Congressional leaders on both sides of the aisle do more behind the scenes than anyone would know – in part because their responsibilities are often less about press conferences (although they do many of them) and more about running the legislative branch, managing the work of their own caucuses, and activating a broader political network that actively seeks to keep their colleagues in Congress. These jobs come with some good perks – good real estate in the Capitol, for example – but they are tough jobs and, most of the time, thankless. Furthermore, everyone has a different metric for success for congressional leaders – most of which are impossible to meet – which is likely to reduce the tenure of leadership positions in the years to come. 

This week, alone, highlights the painful job congressional leaders are responsible for. Republican Leader Mitch McConnell (R-KY)’s effort to negotiate a bipartisan immigration bill (potentially the only way funding for Israel and Ukraine could move) was somewhat undercut by his more conservative members who then held a press conference calling for his resignation. On the House side, Speaker Mike Johnson (R-LA) worked to advance two significant priorities of his members – funding for Israel and the impeachment of the Secretary of Homeland Security – and was forced to do so without compromising with his Democratic colleagues…both failed. 

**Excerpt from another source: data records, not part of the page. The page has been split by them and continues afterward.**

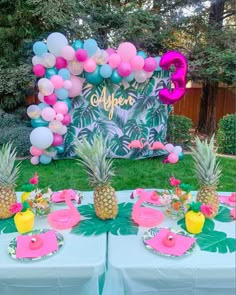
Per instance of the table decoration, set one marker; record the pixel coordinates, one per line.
(38, 244)
(169, 242)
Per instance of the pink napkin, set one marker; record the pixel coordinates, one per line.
(182, 243)
(49, 244)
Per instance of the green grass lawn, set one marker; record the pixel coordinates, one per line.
(130, 174)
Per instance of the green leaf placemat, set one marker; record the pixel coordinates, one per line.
(7, 226)
(121, 225)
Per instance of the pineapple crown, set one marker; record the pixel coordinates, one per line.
(93, 159)
(9, 172)
(206, 167)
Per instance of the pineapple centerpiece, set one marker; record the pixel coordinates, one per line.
(8, 175)
(208, 173)
(99, 170)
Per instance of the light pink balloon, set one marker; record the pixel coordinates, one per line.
(126, 51)
(57, 139)
(67, 84)
(35, 151)
(76, 87)
(48, 114)
(68, 52)
(137, 62)
(89, 65)
(34, 160)
(57, 81)
(173, 158)
(114, 60)
(60, 107)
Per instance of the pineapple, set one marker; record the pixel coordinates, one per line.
(99, 170)
(8, 175)
(208, 173)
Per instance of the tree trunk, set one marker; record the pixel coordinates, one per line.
(207, 114)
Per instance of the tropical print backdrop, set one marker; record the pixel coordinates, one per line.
(123, 112)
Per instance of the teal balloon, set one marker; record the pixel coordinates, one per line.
(142, 53)
(115, 77)
(77, 44)
(94, 78)
(181, 156)
(43, 159)
(60, 149)
(39, 122)
(50, 72)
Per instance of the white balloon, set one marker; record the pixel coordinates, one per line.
(41, 137)
(55, 43)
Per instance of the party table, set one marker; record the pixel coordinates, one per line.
(134, 270)
(78, 268)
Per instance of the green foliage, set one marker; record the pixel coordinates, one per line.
(178, 130)
(226, 135)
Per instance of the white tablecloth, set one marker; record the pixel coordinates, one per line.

There are a number of reasons why leadership seems harder now (on both sides of the aisle) than it has been in the past:          

Individual Members are Empowered: More so than ever before, individual members have a level on influence that is both unusual and somewhat difficult for leaders to manage. This is both the product of very thin majorities in the House and Senate, as well as increasing divisions within the caucuses.


Third Parties Have Increasing Influence Over Leadership Elections: Another new trend that is impacting leadership positions in Congress is the emerging focus third party organizations have around leadership elections. This creates a new dynamic that is tough to manage and even more difficult to answer to without alienating a sector of the caucus. 


Compromise Has Become Difficult: The days of leaders working closely together to ensure a smooth legislative process may be gone forever. Leaders from opposite sides of the aisle (and opposite ends of the Capitol) work less together and, in some cases, are punished for working with their counterparts. Given the need for bipartisanship to pass anything in the current landscape, the inability to compromise hamstrings any senior leader. 


Little Margin for Error: There is virtually no ability for a leader to lose members on a vote and still win the vote. Success, therefore, is very difficult to achieve. When leadership has a cushion of 30 votes, advancing legislation is almost formulaic. When that cushion reduces to 3, it becomes a delicate dance to say the least.


Congressional leaders have a tough 300+ days ahead of them with a big agenda, a big election, and big expectations among their respective caucuses. Without question, we have not seen the last call for current leadership to resign or public questioning of a leader’s tactics. It comes with the territory to some degree. But, this new leadership dynamic is even more painful and more thankless than what we have seen in the past…and might be the start of a trend.